Yemeklerimizi yedikten sonra yolumuzu yürüyerek Sivas Cumhuriyet Meydanı'na çevirdik. İlk olarak 1993'te Türkiye tarihinin en utanç verici olaylarından birinin yaşandığı Madımak Oteli'ni gördük. Elbette o yıllara ait herhangi bir detay görmemiz mümkün olmadı. Başka ülkede olsa çok daha farklı değerlendirilecek bina burada çok daha başka bir hal almış.


Madımak Oteli sonrası Cumhuriyet Meydanı'na çıktık. Ve Türkiye tarihinin önemli yerlerinden biri olan Sivas Kongre Binası'nı gezmek için içeri adımımızı attık. Özellikle balmumu Mustafa Kemal Atatürk heykeli, toplantının yapıldığı salon, Atatürk'ün oturduğu masa ve koltuk, Atatürk'ün uyuduğu yatak, kaldığı oda en etkileyici yerlerdi. 


''Cumhuriyetin temelini burada attık.'' 


Bu tarihi bina gezisini de bitirdikten sonra biraz daha gezdik ve yolumuzu stada doğru çevirdik. Tabii bu arada Sivas yazılı buzdolabı magnetlerini de hatıra olarak aldık.



Sivas'a geliş sebebimiz; Fenerbahçe. Fenerbahçe'ye kavuşmak için mücadeleden yaklaşık 1.5 saat önce kendimizi tribüne attık.

Stat; Bu sene gittiğim maçlarda Denizlispor stadını daha çok beğendim. Ancak bu stat kapasite olarak benim çok hoşuma gitti. Ne büyük, ne küçük. Sivas gibi bir şehir için çok ideal bir stat yapmışlar. Zatan tamamen doluydu. Zemin iyiydi. Statta ısıtıcılar olması güzel ve önemli -açmadılar-. Deplasman tribününün önüne gerilen file gereksizdi. Gerçi file olmasa üst kattan alta yabancı madde atılır. Sanırım olmak zorunda.

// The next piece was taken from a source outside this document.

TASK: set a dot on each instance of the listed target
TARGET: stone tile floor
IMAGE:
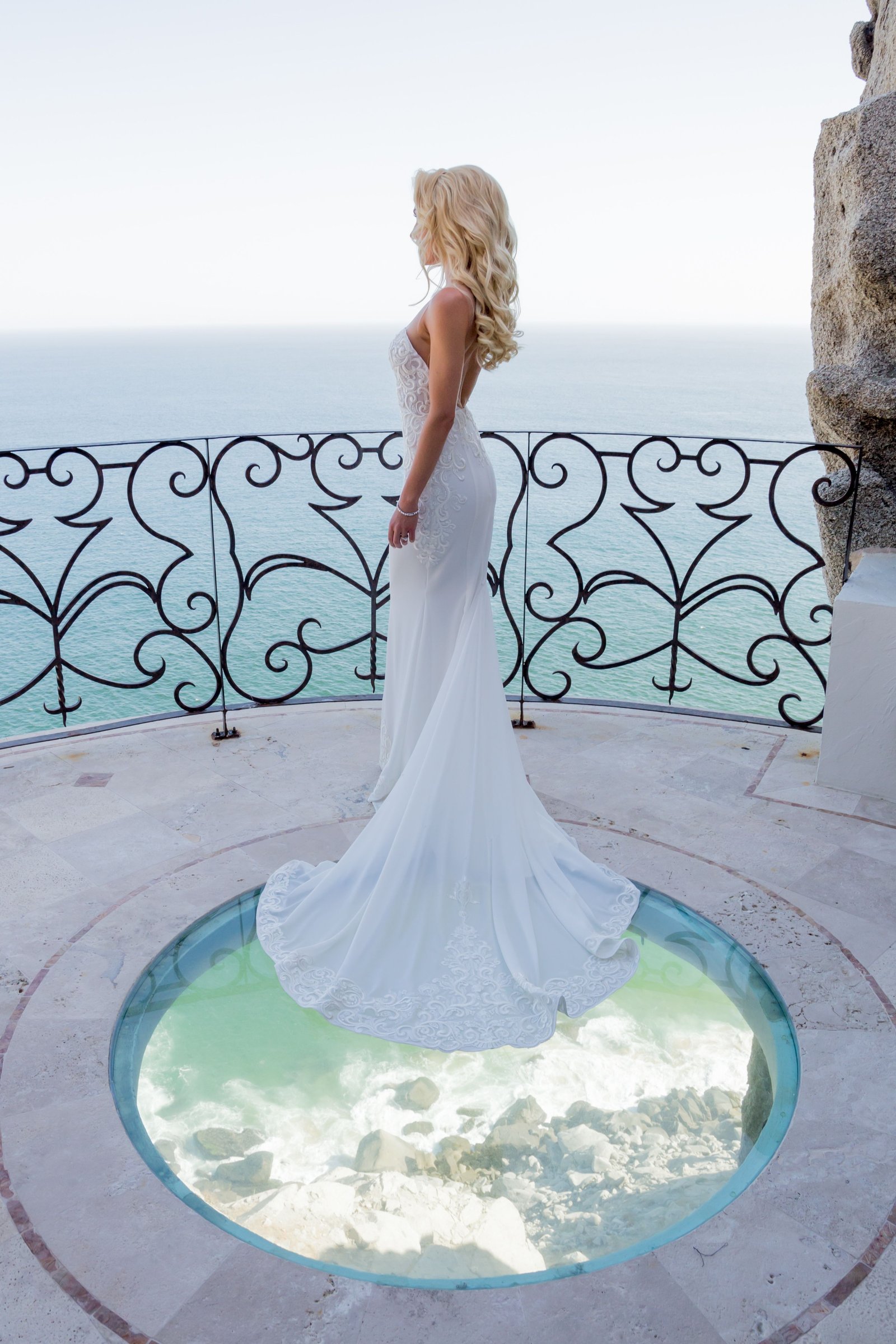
(110, 844)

Fenerbahçe tribünleri; Fenerbahçe tribünleri son zamanda hiç olmadığı kadar sağlam geldi maça. İstanbul'dan 20 otobüs, uçakla gelenler, münferit araçlarıyla gelenler, otobüsle gelenler, çevre illerden gelenler derken Fenerbahçe tribününde tanıdığım bir çok kişi stattaydı. Ona rağmen tribün iyi oldu diyemem. İlk yarı iyiydik ancak Fenerbahçe'nin 2.yarı oyunu nedeniyle ve yediği 2.gol ile beraber tribünler iyice bitti. Attığımız gol sonrası hareketlense de hayatımda gittiğim ve şahit olduğum en kötü Fenerbahçe tribünlerinden birisiydi. Zaten bir tribün skor 2-0'ken izlediği maçı bırakıp ezeli rakibine küfür ediyorsa o tribüne iyi demem.

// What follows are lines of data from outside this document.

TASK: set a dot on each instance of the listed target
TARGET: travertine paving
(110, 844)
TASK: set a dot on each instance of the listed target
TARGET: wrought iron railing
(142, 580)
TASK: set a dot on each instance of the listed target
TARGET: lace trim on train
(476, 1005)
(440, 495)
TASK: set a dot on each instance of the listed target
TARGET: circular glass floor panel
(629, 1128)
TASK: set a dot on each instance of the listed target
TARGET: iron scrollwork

Sivasspor tribünleri; Bir kale arkası çok coşkulu, tezahürat yapan kitle orada. Takım iyi olunca, skoru da alınca toplu bir çok tezahürat yaptılar. İnsanın soğukta tezahürat yapası bile gelmez ancak yine de tüm tezahüratlara katıldılar. Takım iyi, tribünler de iyi. Maç öncesi yaptıkları koreografi de güzeldi.

Maç; İlk yarı Fenerbahçe'nin oynadığı oyunu beğendim. Ancak çok gol kaçırıyoruz. Bir türlü topu içeri sokamıyoruz. Bir çok pozisyon bulduk ancak beceriksizlik yüzünden bir türlü istediğimiz golü atamadık. 2.yarı başında yenen gol zaten maçı ''bitse de gitsek'' noktasına getirdi. Deniz Türüç girdikten sonra biraz kıpırdasak da iş işten geçmişti. 3-1 kaybettik.

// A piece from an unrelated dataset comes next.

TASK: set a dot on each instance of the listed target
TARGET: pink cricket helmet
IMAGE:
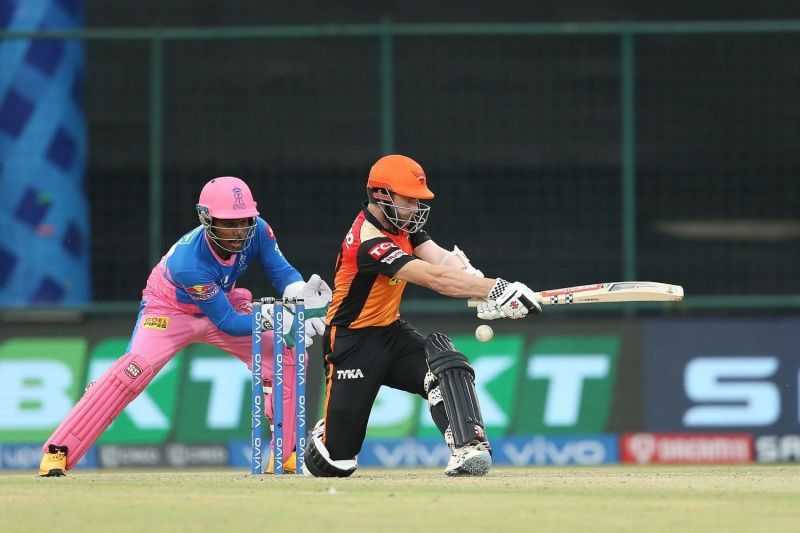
(227, 198)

Sivasspor gollerinde iyi ses çıktı.

İnsanlar çok saygısız. Bunun okumuş olmakla ya da olmamakla alakası yok. Tribünde gerçekten çok saygısız insan var. Tribünde her şey onların dediği gibi olsun istiyorlar. Akıl almaz.

Ersun Yanal'ın en kötü maçlarından biridir. 

Deniz Türüç neden 10 dakika yedek kulübesi önünde bekledi? Bir gün Ersun Yanal'ı görürsem bu soruyu soracağım.

Deplasmanda atılan gole sevinmek çok güzel ancak skor 2-0'ken değil. Zaten o kadar takımdan umutsuz durumdayken geldi ki tribün reaksiyon veremedi.

Sezon uzun, mücadele etmeye devam. Ancak deplasman olayını çözmek lazım. 

Deplasmanda kazanmak güzel, kaybetmek çok çok kötü. Maç sonrası ev sahibi futbolcuların ve taraftarların sevincini izlemek, güvenlik nedeniyle beklemek çok can yakıyor.

Maç sonrası taksiyle hemen havaalanı'na gittik. Tribün oradaydı. Yüzler gülmüyordu. Herkesin aklında tek bir soru vardı. ''Ne olacak bu takım?'' 

21:20 uçağıyla hareket; 23:00 İzmit servisine yetişme ve gece 12'de evde olup bir deplasmana nokta koymak.


Ekim; Denizli, Aralık; Sivas... Bakalım sırada hangi deplasman var?